Howard County students are joining others from across the country who are organizing to demand stronger gun control laws in the aftermath of this month’s Florida school massacre.
Anna Selbrede, a River High High School senior who is the student representative on the county’s school board, has been reaching out to student government groups to learn about their plans.
River Hill, in Clarksville, is planning a walk out, as is Centennial High School in Ellicott City, which she said is expected to join in a national walkout planned for March 14.
The 57,000-student school system has circulated a “guidance for walkouts” document to administrators that, among other things, urges them to “de-emphasize the rebellious nature of students’ actions by acknowledging that our school is understanding of this initiative and students will not be given consequences for participating unless they violate other school rules.”
Selbrede, 18, said she believes students should be allowed to participate, and that she encouraged student groups to work in collaboration with their school administrations.
While Selbrede said she had yet to discuss the issue with other members of the elected school board, she said the board may discuss the possibility of releasing a statement in solidarity with students who take action.
“I wholeheartedly believe in the right for students to feel safe in school, and I as an individual believe that stricter gun control is necessary to address the safety issues that are happening in schools nationwide,” she wrote in a statement.
Howard County schools have a plan underway to assess school security.
This is not the first time Howard County students have participated in high profile walkouts.

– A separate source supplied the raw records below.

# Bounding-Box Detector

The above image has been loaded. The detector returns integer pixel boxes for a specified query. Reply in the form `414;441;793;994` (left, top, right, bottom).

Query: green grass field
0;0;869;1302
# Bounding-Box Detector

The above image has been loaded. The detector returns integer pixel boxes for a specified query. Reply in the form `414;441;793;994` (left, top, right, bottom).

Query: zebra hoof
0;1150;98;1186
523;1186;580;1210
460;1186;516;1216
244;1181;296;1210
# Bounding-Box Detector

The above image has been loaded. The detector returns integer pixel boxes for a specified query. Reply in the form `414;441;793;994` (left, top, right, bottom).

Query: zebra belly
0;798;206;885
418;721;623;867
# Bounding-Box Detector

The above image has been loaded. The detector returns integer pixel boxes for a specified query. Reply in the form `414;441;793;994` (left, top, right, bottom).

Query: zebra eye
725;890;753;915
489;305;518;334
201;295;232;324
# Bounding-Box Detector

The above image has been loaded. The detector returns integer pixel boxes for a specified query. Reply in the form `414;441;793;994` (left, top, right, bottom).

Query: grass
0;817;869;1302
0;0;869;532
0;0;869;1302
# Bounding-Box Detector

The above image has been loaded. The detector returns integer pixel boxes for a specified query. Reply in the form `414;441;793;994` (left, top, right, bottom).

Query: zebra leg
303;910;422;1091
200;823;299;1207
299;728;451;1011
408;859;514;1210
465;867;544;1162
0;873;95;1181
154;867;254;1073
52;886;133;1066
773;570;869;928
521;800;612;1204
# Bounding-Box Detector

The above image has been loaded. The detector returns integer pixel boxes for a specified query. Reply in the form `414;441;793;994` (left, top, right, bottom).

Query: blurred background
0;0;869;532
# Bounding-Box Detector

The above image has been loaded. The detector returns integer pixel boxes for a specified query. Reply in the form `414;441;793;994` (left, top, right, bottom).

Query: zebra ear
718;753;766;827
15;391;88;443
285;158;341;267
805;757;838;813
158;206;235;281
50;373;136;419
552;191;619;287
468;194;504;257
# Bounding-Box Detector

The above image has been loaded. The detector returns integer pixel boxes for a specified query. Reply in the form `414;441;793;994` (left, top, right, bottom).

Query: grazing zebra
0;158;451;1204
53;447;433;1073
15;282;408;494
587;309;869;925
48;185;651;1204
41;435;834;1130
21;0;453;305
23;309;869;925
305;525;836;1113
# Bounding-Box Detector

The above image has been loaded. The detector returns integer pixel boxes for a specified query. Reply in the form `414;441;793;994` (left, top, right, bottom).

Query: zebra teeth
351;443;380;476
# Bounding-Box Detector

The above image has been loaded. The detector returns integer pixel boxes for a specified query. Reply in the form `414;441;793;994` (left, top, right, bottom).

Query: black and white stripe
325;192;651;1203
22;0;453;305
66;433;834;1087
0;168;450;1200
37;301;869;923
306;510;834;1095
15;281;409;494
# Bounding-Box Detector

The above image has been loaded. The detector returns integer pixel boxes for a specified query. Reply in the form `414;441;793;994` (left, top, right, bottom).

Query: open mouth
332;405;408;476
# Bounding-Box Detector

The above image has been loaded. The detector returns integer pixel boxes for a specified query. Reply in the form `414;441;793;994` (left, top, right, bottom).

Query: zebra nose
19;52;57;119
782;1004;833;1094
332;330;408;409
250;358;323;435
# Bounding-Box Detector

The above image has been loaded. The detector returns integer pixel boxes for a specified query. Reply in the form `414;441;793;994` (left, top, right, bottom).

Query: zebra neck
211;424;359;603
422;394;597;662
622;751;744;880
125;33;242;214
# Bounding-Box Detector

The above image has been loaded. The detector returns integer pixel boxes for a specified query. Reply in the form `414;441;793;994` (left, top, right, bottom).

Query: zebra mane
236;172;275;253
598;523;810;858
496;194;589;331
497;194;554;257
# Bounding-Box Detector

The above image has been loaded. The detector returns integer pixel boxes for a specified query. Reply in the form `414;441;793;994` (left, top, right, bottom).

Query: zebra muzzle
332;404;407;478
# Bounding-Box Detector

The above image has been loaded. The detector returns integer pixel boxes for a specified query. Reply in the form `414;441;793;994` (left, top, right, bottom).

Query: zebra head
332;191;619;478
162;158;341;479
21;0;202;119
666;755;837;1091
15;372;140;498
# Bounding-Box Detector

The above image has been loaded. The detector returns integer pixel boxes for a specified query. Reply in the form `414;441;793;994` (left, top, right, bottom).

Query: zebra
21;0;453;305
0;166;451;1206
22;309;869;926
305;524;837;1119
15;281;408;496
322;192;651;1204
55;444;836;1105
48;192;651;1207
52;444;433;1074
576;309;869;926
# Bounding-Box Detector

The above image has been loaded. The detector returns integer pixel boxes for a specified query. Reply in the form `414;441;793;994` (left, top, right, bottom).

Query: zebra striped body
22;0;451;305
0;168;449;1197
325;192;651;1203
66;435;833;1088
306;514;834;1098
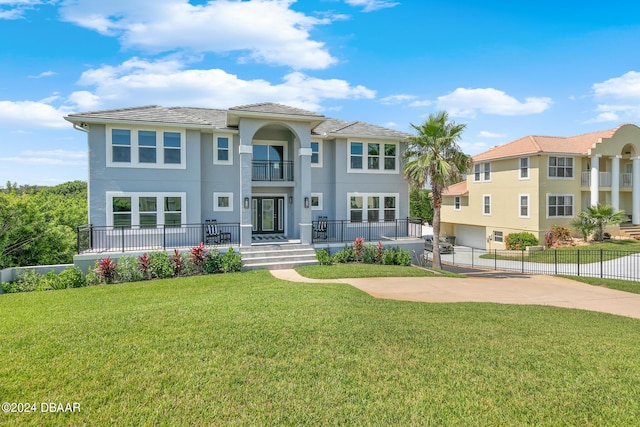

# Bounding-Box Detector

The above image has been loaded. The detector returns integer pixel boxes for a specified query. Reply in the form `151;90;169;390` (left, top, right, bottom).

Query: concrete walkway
271;270;640;319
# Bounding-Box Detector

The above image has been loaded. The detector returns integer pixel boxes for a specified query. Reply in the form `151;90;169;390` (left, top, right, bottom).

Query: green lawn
0;271;640;426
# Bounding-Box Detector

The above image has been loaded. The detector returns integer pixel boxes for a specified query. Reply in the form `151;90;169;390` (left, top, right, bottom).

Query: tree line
0;181;87;269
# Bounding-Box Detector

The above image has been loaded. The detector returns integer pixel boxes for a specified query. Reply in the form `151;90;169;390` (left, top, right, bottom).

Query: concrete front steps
240;244;318;270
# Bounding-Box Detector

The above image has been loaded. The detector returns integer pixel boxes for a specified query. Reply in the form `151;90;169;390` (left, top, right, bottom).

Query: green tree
409;188;433;224
403;111;471;269
585;203;629;241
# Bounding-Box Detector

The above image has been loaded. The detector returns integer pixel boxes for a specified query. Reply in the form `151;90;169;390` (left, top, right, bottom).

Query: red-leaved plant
353;237;364;261
189;242;207;267
138;252;150;279
94;257;118;283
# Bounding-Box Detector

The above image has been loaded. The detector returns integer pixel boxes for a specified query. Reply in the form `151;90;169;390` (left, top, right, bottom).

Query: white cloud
69;58;375;111
0;97;71;128
61;0;342;69
345;0;400;12
478;130;507;138
437;88;553;117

In 2016 students at Oakland Mills High School and Mount Hebron High School held walkouts in response to what were described as racist incidents in school and on social media.
A spokesman for county schools, Brian Bassett, said each school could decide how to handle student responses.
“It would be irresponsible to treat our students and the school atmosphere as though something didn't happen that students are struggling with,” Bassett said in a statement. “Instead, it's incumbent upon us to create an environment that is safe and educational where students can lift their voices in response to the tragic event.”